Abdul Razak, akademisi bergelar doktor ilmu komunikasi itu menilai konten tersebut kurang mendidik, serta tidak memiliki etika.
“Selain itu dalam koteks umat beragama, tentunya itu tidak sesuai dalam agama dan saya kira nilai dalam semua agama banyak hal yang dilanggar dari konten tersebut,” kata Razak dalam keterangan tertulis, Jumat (22/11/2024).
Mantan Sekjen Ikatan Sarjana Komunikasi Indonesia (ISKI) Pusat, mengaku, tidak melihat kepentingan siapa dalam konteks ini, tapi lebih kepada edukasi dari hasil konten yang dihasilkan.
Selaim itu, konten pria bermukenah bukan hanya ditonton oleh pihak-pihak tertentu, tapi bisa menjadi sajian bagi generasi muda.
“Kalau kita bawa dalam konteks kultural budaya dan komunikasi politik maka ini bagian dari kekerasan.
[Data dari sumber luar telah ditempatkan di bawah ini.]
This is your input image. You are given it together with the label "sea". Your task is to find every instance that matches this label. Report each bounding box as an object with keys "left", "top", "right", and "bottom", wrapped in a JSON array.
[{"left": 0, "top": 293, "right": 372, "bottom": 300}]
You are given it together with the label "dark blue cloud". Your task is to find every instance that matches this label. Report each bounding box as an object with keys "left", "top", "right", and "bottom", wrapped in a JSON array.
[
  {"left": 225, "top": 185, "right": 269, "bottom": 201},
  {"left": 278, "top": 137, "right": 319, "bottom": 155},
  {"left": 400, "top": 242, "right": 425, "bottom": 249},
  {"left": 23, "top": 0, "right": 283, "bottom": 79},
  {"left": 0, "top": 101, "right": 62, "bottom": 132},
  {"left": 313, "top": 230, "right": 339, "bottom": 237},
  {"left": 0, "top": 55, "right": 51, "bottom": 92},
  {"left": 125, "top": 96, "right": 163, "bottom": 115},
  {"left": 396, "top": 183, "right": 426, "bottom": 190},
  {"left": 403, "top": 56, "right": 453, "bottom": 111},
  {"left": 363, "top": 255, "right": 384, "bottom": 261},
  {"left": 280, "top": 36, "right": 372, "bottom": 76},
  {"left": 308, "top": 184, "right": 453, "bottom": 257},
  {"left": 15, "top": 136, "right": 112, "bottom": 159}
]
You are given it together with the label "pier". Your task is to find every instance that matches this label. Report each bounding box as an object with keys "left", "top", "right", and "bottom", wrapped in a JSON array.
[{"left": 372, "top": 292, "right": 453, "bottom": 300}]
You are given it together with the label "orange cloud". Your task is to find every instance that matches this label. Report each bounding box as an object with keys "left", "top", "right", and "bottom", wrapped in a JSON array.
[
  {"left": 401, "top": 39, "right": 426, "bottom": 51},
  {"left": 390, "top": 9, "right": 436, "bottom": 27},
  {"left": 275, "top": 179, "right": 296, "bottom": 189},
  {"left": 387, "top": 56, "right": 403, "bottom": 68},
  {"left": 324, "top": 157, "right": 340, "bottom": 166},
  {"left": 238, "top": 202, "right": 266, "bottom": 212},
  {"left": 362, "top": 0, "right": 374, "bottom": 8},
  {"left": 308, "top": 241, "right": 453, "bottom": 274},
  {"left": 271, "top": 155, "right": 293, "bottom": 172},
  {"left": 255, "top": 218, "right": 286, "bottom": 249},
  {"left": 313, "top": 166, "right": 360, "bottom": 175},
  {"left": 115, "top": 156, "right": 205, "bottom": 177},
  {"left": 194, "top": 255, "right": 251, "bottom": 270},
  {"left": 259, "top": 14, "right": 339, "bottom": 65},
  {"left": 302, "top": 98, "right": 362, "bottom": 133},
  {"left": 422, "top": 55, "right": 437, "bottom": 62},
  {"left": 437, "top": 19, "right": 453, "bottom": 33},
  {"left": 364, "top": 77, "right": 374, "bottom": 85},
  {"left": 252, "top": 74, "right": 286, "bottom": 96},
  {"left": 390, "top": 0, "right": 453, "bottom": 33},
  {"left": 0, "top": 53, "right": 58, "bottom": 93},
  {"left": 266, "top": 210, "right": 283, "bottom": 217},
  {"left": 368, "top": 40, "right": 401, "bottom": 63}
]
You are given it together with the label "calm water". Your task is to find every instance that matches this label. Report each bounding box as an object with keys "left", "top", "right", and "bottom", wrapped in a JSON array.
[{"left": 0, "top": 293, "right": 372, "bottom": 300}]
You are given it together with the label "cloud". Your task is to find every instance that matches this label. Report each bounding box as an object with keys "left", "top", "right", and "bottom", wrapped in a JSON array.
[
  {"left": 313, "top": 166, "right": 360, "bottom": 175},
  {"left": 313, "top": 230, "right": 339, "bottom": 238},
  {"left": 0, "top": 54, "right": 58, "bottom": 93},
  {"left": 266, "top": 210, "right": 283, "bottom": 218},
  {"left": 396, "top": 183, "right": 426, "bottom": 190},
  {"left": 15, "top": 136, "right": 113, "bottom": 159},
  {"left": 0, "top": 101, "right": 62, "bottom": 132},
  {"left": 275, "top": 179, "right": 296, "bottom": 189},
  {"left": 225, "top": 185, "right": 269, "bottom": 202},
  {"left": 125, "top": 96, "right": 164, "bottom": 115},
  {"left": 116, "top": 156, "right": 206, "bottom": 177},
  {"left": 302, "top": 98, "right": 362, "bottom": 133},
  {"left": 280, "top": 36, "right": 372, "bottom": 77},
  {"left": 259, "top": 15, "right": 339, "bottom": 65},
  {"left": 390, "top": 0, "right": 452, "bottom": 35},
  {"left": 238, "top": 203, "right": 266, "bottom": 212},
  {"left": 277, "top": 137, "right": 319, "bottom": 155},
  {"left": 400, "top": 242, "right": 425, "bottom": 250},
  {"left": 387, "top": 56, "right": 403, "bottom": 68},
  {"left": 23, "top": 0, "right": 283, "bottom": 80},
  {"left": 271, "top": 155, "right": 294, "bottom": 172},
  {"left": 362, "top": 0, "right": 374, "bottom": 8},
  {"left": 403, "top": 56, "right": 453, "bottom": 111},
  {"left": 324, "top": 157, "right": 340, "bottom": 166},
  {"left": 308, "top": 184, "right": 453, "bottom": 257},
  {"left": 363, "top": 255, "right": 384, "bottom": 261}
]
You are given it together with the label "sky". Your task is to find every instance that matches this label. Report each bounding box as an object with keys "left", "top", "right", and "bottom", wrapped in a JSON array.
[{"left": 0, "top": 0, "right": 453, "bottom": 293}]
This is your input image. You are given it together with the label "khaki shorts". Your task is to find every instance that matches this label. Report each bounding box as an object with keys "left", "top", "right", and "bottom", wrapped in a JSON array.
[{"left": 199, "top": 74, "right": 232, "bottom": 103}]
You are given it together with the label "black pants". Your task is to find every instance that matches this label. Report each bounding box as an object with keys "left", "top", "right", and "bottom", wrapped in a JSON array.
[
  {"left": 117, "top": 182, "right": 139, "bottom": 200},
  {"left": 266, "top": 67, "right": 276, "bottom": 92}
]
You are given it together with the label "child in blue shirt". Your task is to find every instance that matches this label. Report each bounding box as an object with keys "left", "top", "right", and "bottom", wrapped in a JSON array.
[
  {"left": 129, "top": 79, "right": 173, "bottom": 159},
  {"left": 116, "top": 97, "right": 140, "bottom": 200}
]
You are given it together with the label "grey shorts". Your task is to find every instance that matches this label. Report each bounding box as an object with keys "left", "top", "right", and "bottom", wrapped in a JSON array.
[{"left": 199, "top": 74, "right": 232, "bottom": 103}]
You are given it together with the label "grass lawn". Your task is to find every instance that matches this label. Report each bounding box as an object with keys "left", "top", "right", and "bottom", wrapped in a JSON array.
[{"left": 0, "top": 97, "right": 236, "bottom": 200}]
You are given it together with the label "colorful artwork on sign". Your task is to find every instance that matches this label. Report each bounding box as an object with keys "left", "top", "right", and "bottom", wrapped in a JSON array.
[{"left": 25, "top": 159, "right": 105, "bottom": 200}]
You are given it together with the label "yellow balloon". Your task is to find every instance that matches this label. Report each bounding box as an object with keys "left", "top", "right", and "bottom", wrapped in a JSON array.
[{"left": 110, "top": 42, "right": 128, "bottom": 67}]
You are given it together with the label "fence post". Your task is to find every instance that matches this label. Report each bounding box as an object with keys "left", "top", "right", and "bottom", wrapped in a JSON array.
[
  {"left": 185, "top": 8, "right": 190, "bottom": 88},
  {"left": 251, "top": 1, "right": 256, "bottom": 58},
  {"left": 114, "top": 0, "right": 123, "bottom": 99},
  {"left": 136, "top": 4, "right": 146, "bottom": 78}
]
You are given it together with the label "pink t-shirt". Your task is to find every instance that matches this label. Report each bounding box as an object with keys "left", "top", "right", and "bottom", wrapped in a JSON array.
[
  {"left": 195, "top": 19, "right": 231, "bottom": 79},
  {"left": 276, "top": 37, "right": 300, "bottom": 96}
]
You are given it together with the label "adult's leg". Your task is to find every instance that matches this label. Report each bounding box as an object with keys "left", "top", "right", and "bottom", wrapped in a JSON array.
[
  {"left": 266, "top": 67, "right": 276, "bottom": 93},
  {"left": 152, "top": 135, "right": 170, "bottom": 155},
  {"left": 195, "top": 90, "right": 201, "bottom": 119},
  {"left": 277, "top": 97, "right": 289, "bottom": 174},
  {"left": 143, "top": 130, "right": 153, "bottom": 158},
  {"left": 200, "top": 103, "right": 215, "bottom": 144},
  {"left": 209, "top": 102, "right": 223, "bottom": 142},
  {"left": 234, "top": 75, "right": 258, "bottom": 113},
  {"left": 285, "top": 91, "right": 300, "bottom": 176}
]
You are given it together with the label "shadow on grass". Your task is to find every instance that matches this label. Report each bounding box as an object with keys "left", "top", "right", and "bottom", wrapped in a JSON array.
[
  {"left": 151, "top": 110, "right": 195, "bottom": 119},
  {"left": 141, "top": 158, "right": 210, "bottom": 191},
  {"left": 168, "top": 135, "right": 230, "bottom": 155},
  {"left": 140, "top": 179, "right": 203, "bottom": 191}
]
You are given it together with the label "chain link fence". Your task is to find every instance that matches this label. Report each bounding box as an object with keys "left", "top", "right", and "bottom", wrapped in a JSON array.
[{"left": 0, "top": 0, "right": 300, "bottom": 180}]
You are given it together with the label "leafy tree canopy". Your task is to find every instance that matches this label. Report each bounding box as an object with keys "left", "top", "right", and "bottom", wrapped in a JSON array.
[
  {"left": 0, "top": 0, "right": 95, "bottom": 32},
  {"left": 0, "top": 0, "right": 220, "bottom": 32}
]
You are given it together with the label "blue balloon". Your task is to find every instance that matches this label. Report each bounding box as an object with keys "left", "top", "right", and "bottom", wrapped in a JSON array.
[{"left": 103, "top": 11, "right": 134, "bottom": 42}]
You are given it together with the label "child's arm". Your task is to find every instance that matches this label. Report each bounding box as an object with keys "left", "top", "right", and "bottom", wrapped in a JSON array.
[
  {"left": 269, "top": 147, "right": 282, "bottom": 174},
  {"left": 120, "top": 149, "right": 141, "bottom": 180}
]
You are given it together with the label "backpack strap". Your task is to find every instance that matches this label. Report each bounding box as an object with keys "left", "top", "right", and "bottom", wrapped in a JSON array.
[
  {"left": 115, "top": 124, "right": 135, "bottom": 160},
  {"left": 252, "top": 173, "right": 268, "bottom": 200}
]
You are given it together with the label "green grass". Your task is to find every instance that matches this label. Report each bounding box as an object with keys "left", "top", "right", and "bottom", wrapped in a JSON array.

Bahkan ini bisa berdampak pada kekerasan verbal dan non verbal itu sendiri, apalagi dalam konten itu terdapat laki-laki yang menggunakan mukenah,” katanya.
“Ini sudah jelas sekali kekerasan dalam komunikasi politik itu sendiri, bahkan saya sendiri bukan masyarakat Parepare merasa dilukai dengan konten tersebut, terlepas dari kepentingan politik siapa, tapi ini karena ada keterlibatan unsur politik maka bukan sekadar konte biasa,” sambung Razak.
Alumnus Program Doktor Komunikasi Universitas Pajajaran juga menilai, beberapa bagian dari konten tersebut merupakan kampanye hitam. Ia lantas menilai, pria yang memakai mukenah tidak berpendidikan.
“Ini bisa dikatakan sangat tidak berpendidikan orang yang membuat konten tersebut, serta konten ini terkesan menghalalkan segala cara untuk mencapai suatu tujuan, padahal dalam komunikasi politik atau pembuatan konten, mestinya ada etika dan norma yang harus dilaluinya dan tentunya etika itu harus dipatuhi,” pungkasnya.